Flávio diz que Lula reajustou Bolsa Família para ‘comprar votos’

    Flávio Bolsonaro acusa Lula de reajustar o Bolsa Família por motivos eleitorais e chama aumento de ‘ato de desespero’

    Foto :Carlos Moura/Agência Senado - Ricardo Stuckert

    O senador e candidato à Presidência, Flávio Bolsonaro (PL), acusou o presidente Luiz Inácio Lula da Silva (PT) de ter reajustado o Bolsa Família por motivos eleitorais. A declaração foi feita neste sábado (19), durante um ato de campanha em Joinville, em Santa Catarina.

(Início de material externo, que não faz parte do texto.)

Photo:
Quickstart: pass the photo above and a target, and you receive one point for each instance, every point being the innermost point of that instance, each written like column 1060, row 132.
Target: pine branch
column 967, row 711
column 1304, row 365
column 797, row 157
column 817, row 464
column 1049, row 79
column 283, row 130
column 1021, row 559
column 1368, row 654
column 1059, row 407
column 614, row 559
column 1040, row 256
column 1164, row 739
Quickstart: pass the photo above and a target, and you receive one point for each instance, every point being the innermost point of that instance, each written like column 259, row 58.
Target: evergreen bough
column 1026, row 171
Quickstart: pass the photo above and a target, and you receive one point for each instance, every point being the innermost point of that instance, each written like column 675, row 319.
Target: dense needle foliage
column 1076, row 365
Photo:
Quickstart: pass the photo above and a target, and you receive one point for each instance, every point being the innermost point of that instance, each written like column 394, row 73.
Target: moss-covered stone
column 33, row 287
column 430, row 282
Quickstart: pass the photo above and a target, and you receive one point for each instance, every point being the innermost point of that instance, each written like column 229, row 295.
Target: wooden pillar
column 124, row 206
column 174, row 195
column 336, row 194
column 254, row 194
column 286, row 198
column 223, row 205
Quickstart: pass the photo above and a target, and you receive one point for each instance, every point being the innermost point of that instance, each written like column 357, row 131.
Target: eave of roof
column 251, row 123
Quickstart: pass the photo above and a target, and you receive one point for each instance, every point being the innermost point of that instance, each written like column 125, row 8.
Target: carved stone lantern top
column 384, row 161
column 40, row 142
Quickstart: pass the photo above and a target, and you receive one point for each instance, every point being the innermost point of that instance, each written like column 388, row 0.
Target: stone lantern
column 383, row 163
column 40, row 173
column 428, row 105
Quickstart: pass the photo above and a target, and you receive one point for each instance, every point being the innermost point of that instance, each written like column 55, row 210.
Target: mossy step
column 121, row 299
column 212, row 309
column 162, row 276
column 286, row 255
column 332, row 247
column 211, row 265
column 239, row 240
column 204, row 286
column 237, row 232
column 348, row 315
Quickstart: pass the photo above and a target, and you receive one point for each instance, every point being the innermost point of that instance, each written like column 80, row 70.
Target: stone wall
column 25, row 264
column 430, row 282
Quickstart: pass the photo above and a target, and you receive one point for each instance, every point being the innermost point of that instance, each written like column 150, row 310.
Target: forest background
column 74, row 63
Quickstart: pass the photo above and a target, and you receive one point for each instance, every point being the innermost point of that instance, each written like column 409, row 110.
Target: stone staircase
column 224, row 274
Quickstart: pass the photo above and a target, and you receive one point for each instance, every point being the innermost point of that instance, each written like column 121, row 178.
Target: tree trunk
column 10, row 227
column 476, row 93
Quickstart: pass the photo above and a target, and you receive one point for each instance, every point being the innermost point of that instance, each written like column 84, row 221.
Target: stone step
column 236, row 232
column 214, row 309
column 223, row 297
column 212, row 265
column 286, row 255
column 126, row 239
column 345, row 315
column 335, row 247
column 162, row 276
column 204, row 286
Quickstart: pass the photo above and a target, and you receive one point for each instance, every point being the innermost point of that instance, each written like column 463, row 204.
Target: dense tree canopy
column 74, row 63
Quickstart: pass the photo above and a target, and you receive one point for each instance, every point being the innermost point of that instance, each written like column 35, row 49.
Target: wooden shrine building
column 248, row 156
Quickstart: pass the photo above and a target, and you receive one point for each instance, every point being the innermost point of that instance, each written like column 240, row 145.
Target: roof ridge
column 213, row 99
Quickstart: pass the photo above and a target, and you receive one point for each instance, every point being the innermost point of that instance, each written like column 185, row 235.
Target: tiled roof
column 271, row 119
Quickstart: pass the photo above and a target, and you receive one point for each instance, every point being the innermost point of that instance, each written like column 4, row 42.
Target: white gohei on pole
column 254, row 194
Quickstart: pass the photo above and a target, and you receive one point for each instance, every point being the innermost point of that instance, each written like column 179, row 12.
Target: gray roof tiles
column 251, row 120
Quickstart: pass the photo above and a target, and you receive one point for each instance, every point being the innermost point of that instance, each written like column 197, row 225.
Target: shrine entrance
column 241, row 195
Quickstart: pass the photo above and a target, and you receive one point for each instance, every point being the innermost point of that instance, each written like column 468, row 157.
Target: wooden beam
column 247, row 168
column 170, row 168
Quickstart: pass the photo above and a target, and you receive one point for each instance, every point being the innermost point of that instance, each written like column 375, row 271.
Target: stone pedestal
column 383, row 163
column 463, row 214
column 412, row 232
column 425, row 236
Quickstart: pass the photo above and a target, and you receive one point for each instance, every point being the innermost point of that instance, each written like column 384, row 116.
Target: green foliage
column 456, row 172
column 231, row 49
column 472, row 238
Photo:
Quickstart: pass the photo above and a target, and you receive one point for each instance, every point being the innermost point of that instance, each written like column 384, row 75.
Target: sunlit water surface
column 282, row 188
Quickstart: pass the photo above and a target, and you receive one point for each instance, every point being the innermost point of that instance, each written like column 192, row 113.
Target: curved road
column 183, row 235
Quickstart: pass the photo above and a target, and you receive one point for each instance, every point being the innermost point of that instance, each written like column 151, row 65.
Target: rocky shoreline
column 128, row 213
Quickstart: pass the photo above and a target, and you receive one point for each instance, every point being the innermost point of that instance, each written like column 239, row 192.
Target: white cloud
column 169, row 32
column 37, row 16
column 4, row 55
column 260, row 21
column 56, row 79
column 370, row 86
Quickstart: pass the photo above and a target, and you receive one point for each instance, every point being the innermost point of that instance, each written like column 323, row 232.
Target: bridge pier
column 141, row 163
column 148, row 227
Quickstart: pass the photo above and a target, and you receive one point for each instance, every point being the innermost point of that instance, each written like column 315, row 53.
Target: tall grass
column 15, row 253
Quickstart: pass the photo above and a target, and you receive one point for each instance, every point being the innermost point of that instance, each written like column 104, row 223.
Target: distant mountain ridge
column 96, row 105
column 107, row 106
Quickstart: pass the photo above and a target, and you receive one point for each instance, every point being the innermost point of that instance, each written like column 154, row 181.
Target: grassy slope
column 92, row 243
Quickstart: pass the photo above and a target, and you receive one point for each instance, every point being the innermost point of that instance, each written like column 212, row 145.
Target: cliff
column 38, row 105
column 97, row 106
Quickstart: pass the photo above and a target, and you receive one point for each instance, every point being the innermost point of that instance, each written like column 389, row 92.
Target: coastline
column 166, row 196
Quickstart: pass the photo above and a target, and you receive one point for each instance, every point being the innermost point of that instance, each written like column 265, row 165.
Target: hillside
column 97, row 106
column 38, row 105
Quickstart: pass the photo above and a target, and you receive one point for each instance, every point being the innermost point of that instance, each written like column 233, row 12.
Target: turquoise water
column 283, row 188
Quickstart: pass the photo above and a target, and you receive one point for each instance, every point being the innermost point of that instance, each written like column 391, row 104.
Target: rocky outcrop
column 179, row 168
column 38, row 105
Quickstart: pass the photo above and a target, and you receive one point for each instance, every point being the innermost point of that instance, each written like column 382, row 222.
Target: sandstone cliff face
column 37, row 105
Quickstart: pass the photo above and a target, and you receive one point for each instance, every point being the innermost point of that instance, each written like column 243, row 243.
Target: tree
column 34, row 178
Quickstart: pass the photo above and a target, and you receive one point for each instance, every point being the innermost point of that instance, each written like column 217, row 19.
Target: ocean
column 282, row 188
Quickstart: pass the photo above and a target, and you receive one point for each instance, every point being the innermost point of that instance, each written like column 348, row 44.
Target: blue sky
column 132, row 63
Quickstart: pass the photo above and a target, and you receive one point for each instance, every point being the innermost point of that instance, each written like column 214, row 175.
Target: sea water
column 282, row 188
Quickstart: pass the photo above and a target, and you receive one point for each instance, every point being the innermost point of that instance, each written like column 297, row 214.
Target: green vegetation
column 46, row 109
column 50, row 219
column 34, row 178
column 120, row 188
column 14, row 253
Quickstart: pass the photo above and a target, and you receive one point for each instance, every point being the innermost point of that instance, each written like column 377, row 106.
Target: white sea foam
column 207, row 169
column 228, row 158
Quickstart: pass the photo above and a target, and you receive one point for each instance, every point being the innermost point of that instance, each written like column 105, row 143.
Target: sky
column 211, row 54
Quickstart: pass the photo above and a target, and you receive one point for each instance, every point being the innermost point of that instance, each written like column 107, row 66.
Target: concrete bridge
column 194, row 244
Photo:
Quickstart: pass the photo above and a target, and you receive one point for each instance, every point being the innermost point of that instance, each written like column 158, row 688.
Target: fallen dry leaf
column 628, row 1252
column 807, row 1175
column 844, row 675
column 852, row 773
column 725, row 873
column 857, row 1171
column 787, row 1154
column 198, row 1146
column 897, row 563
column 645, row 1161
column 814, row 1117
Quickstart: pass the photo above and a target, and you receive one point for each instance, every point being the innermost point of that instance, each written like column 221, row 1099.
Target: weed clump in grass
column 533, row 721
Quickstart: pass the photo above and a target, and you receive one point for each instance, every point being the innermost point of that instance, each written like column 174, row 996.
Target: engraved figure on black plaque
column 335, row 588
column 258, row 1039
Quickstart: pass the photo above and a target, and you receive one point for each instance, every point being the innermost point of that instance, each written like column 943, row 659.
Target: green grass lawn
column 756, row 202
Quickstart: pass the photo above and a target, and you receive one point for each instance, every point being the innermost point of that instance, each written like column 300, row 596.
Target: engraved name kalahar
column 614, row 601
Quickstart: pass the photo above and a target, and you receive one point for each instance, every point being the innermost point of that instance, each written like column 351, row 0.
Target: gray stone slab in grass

    Flávio classificou o aumento como um “ato de desespero” e afirmou que Lula estaria tentando conquistar votos entre os beneficiários do programa.

    “O desespero está tão grande que o Lula fez uma confissão nos últimos dias. Num ato de desespero, ele aumentou o Bolsa Família. Ele deu a prova de que ele não pensa no povo brasileiro. Ele só pensa nele”, afirmou o candidato.

    O reajuste de 15,04% foi anunciado pelo governo federal na quinta-feira (17). Com isso, o valor mínimo do Bolsa Família passará de R$ 600 para R$ 691 a partir de outubro. Segundo o Ministério do Desenvolvimento e Assistência Social, o percentual corresponde à inflação acumulada pelo INPC entre março de 2023 e agosto de 2026 e representa a primeira atualização dos valores pela inflação desde a retomada do atual modelo do programa.

    Crítica e comparação com 2022

    Durante o discurso, Flávio também relacionou o reajuste à perda de poder de compra provocada pela inflação. Segundo ele, o governo “gasta muito, aumenta a inflação” e os atuais R$ 600 já não têm o mesmo poder de compra.

    “O valor não compra mais nada hoje. Não consegue encher o carrinho como dava lá atrás com o presidente Bolsonaro”, afirmou.

    A declaração ocorreu em um contexto semelhante ao de 2022, quando Jair Bolsonaro (PL), então presidente e candidato à reeleição, ampliou o Auxílio Brasil de R$ 400 para R$ 600. O aumento de 50% começou a ser pago em agosto daquele ano e tinha validade até dezembro. Durante a campanha, Bolsonaro passou a defender a manutenção permanente do benefício em R$ 600.

    Apesar das críticas ao reajuste anunciado pelo governo Lula, Flávio afirmou, segundo relatos da imprensa sobre o ato, que pretende manter o novo valor caso seja eleito.